Also using any weaponry in general against suitable targets goes without saying. My point is that the M.Laser is too weak to knock out even light vehicles, but too strong to take out infantry. The only use I can see for the M.Laser is to take out MEQs (that will more than likely save on their armour Sv) or other walkers.

And I think you are half-correct in saying the H.Flamer is an all-or-nothing weapon. While I will admit that using such a weapon without support is very risky (and unwise), with sufficient cover and support, the H.Flamer is more reliable.

Anyway I didn't ask for people to question my opinion, but plainly for opinions.


----------



## Cato Sicarius (Feb 21, 2008)

KellysGrenadier said:


> Remember the idiom 'if the enemy are in range, then so are you'.


Not necessarily. A Railgun can be in range of you, but most of the time your not in range of it. But I'm just tired and cranky so forgive me for this post.


----------



## Lord Reevan (May 1, 2008)

Heavy flamers are great weapons when deployed right..... And with sentinels being walkers they can run into difficult terrain pretty quickly, stay in cover until something either goes into the same terrain which the heavy flamer negates their cover save, or fire from the cover when the enmey is near.....It is not an all or nothing weapon but more of a specialised weapon that requires a bit more thought than other sentinel weapons.... And not just sentinels... terminators and baals are great with them too


----------



## slaaneshy (Feb 20, 2008)

If I remember correctly, I think Forgeworld do some sort of drop pod for the sentinel, would solve the flamer range issue!


----------



## Morgal (Sep 26, 2007)

I like the flamer sent. Used it a lot with drop troops.

Drop in kill stuff. the foe would have to kill it or it would flame again and charge.
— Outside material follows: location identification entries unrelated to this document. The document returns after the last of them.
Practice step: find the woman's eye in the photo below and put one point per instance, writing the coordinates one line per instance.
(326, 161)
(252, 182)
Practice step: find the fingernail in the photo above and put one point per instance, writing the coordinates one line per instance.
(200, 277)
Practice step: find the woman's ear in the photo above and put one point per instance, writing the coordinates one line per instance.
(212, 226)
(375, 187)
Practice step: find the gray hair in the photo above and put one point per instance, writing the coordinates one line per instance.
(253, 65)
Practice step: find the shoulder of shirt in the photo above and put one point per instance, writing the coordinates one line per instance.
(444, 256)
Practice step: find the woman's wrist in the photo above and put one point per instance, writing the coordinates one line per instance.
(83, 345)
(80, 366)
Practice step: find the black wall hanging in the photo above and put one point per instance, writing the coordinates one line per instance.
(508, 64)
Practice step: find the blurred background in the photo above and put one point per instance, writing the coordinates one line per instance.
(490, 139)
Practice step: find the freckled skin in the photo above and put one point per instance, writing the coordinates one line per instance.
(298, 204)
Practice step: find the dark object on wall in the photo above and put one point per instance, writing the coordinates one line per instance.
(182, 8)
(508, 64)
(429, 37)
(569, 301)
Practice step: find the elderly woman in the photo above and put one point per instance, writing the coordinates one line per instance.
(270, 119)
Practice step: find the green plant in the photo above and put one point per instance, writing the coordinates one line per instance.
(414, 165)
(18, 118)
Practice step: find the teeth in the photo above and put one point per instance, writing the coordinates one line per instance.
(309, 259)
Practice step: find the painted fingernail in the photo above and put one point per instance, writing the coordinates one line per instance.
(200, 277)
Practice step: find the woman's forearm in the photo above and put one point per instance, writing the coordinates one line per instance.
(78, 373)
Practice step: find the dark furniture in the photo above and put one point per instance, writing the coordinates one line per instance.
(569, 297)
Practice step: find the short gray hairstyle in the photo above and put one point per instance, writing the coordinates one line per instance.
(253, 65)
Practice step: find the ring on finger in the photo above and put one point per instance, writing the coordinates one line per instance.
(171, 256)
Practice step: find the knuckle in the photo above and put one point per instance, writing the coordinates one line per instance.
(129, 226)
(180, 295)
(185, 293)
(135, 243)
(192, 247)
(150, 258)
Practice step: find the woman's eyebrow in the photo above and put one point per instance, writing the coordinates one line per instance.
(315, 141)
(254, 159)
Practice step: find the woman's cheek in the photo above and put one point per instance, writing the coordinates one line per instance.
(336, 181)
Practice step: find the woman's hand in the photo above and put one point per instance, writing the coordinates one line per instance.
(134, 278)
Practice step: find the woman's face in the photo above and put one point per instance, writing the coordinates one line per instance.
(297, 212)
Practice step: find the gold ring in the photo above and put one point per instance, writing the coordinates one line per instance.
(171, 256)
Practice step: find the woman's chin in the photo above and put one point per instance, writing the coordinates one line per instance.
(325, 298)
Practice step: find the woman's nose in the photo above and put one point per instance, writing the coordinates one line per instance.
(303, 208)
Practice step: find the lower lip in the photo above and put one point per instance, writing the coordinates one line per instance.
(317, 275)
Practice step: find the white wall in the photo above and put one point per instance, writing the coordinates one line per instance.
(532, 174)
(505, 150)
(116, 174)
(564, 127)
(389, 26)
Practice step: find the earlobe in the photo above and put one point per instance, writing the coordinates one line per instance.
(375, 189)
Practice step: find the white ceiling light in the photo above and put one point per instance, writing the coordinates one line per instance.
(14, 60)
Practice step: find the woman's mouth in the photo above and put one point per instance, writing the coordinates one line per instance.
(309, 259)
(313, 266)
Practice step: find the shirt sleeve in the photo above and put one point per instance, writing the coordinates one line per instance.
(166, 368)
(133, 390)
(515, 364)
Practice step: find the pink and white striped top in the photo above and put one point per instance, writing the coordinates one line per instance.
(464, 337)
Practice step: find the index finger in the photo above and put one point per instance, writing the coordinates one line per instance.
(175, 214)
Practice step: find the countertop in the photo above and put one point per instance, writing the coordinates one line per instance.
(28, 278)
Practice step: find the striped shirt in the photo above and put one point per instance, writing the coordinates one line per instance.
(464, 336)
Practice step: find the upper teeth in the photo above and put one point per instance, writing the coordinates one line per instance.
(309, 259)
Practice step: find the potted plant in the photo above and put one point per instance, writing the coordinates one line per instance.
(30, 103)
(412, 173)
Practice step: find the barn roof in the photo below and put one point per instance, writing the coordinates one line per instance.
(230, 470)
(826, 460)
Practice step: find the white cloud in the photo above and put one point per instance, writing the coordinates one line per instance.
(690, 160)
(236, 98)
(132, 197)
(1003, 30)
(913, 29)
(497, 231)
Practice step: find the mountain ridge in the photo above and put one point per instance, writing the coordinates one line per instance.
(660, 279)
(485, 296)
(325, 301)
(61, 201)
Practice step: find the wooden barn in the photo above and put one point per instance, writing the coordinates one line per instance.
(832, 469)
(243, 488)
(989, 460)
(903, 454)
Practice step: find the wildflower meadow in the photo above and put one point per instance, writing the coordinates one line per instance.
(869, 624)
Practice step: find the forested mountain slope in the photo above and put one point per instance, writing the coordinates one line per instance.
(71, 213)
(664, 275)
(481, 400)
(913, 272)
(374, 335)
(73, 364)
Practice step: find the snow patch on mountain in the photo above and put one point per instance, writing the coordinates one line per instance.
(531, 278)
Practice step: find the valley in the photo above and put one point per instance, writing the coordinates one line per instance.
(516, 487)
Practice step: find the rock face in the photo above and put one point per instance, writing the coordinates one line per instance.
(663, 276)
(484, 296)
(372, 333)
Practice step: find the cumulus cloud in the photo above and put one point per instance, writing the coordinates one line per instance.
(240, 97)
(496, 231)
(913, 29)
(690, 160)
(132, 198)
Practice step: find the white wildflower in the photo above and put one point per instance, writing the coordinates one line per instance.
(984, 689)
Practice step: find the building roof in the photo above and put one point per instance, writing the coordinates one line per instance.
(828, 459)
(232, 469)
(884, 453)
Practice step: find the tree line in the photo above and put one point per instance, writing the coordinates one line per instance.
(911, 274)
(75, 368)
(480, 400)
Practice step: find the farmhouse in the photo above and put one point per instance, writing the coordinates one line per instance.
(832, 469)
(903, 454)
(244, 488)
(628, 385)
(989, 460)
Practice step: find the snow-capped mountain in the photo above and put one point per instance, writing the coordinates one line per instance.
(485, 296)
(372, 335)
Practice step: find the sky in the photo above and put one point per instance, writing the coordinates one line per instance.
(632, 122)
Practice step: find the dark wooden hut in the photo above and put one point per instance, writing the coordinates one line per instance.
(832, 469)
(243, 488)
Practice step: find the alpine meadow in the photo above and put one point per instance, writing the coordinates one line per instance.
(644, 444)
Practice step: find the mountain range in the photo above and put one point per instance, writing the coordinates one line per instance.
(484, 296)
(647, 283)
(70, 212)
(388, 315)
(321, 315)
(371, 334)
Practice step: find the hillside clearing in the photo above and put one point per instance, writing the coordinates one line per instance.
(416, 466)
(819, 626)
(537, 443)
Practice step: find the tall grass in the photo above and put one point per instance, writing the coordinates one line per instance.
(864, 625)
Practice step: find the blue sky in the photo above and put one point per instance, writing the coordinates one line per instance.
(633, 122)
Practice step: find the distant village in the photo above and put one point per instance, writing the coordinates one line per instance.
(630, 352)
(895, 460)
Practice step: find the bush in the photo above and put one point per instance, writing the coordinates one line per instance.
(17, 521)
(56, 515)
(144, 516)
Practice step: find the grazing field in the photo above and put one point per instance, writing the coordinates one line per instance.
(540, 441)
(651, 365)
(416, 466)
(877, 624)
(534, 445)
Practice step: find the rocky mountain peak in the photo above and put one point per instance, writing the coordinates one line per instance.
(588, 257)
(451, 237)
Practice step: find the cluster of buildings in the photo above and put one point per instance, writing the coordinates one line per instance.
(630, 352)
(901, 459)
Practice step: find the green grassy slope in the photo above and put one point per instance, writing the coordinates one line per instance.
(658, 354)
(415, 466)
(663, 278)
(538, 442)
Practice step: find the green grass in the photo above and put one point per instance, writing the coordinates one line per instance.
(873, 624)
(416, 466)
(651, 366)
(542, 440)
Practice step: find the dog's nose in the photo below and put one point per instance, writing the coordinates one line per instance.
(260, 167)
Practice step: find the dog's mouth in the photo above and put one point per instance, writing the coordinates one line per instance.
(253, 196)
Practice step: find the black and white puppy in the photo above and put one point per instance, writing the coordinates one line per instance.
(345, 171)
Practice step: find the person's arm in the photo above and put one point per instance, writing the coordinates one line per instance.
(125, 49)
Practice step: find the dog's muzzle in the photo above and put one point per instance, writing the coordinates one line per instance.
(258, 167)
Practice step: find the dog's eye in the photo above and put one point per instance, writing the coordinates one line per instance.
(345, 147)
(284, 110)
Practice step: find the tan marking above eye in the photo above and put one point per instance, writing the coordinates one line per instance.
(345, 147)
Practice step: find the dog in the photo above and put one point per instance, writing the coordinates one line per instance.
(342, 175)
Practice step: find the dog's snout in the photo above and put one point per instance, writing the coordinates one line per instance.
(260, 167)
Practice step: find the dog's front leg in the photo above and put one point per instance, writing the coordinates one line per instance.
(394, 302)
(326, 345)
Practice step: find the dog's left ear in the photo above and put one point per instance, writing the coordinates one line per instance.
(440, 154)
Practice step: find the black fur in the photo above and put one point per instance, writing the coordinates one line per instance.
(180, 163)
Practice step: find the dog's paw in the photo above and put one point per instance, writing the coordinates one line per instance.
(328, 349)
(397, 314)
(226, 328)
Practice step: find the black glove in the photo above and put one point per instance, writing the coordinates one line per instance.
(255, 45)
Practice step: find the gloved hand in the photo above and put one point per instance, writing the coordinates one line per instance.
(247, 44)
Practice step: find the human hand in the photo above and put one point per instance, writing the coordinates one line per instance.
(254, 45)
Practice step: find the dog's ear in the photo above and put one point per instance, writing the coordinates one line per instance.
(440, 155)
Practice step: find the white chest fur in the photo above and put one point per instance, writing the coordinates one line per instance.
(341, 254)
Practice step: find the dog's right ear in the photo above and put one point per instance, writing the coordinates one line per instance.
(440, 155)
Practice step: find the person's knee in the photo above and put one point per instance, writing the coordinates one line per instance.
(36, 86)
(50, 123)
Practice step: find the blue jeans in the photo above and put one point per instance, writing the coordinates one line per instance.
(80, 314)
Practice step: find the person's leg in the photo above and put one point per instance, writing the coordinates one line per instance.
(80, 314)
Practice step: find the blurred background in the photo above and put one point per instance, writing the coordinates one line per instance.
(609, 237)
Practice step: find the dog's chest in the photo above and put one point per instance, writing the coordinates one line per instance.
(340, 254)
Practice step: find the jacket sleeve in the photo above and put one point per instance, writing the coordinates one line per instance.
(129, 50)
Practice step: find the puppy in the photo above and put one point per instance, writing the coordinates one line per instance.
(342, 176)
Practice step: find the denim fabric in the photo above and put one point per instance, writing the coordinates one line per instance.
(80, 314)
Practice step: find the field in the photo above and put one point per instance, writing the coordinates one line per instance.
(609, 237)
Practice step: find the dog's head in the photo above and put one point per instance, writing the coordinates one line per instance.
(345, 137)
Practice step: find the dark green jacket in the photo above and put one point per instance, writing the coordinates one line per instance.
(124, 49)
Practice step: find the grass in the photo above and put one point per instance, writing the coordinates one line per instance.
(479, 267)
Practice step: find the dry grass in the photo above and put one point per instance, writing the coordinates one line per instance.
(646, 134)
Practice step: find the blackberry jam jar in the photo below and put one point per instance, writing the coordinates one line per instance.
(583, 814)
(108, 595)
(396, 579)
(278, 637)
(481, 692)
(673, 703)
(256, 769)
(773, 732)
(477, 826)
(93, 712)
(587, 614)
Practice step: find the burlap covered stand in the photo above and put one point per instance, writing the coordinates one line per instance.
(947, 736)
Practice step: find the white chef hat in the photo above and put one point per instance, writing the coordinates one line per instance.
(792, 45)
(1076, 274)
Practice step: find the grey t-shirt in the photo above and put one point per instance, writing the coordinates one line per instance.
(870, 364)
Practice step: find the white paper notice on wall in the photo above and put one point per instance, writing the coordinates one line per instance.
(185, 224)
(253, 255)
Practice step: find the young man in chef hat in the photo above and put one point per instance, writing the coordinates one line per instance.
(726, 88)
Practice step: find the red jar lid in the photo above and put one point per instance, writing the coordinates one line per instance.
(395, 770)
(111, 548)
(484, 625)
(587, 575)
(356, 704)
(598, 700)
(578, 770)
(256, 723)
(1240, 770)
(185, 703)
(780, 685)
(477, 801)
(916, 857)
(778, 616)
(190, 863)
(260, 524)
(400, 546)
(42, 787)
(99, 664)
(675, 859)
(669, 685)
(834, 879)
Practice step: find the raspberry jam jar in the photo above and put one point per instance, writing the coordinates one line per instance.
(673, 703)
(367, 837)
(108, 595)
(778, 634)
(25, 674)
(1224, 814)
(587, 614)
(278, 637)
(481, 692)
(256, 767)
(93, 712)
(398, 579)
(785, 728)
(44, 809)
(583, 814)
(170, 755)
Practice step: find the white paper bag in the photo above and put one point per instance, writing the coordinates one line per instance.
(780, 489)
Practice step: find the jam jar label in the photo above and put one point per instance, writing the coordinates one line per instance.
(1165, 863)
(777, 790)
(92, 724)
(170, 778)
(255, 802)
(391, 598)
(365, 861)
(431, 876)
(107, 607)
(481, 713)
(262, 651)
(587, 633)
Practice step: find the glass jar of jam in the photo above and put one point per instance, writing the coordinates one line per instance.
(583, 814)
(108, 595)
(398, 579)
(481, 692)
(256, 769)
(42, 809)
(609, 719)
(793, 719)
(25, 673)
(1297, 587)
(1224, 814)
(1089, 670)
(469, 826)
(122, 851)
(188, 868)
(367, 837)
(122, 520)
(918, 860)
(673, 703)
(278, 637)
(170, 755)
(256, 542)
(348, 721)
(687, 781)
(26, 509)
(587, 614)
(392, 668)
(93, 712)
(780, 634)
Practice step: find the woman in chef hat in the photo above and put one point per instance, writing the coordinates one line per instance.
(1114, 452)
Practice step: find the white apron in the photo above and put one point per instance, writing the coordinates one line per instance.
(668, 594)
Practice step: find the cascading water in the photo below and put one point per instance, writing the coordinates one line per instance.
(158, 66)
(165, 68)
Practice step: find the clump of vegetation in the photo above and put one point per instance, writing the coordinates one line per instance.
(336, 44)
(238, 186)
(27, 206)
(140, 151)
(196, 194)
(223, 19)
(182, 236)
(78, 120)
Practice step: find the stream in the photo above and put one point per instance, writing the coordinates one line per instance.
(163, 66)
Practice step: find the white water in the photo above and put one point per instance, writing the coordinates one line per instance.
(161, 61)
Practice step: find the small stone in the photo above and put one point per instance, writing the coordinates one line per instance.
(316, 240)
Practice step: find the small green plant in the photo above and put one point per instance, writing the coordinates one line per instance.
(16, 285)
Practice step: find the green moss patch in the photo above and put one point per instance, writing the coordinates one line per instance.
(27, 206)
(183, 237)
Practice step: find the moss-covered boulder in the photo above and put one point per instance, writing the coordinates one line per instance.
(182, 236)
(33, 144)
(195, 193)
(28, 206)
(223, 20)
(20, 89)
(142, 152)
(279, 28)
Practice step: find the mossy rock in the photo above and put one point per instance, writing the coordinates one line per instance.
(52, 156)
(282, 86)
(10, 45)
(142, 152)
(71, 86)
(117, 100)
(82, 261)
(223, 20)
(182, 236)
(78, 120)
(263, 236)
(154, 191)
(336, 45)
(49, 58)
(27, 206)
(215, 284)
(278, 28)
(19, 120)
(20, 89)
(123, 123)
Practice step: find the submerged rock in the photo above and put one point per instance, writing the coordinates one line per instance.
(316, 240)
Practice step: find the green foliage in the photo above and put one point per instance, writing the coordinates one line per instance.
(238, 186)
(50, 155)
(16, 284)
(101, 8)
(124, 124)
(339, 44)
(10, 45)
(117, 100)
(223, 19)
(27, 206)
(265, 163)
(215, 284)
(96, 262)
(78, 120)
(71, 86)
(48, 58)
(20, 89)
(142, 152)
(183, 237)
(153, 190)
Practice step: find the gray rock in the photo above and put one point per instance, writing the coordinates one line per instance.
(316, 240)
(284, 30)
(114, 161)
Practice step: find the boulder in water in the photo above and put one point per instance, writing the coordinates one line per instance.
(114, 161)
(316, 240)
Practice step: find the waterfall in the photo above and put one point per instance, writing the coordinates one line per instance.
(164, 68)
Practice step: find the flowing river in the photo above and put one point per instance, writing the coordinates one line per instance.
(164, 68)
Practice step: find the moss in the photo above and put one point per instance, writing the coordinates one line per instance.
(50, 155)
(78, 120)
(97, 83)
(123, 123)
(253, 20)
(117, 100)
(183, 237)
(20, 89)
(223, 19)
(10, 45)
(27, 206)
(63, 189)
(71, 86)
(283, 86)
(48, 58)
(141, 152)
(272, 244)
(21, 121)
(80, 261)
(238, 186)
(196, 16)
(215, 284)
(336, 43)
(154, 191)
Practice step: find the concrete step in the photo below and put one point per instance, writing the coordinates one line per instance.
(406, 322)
So they would kill it wasting fire on it over something else...also has a chance to explode....doing more dmg.

taken out 2 squads of fire warriors in one turn with one.
flamed and hit a bit of both squads. they in turn shot back blowing it up causing massive dmg. both squads failed moral check.

Though i have been swaping them out for remnants with a flamer. 
5 troopers and a flamer. Slightly more durable and they can contest corners or markers as they are troops. also benifit more from cover and are not seen as threatening.
All for a similar point cost. 
also 4 las guns for no good reason who knows they may kill something at range.


----------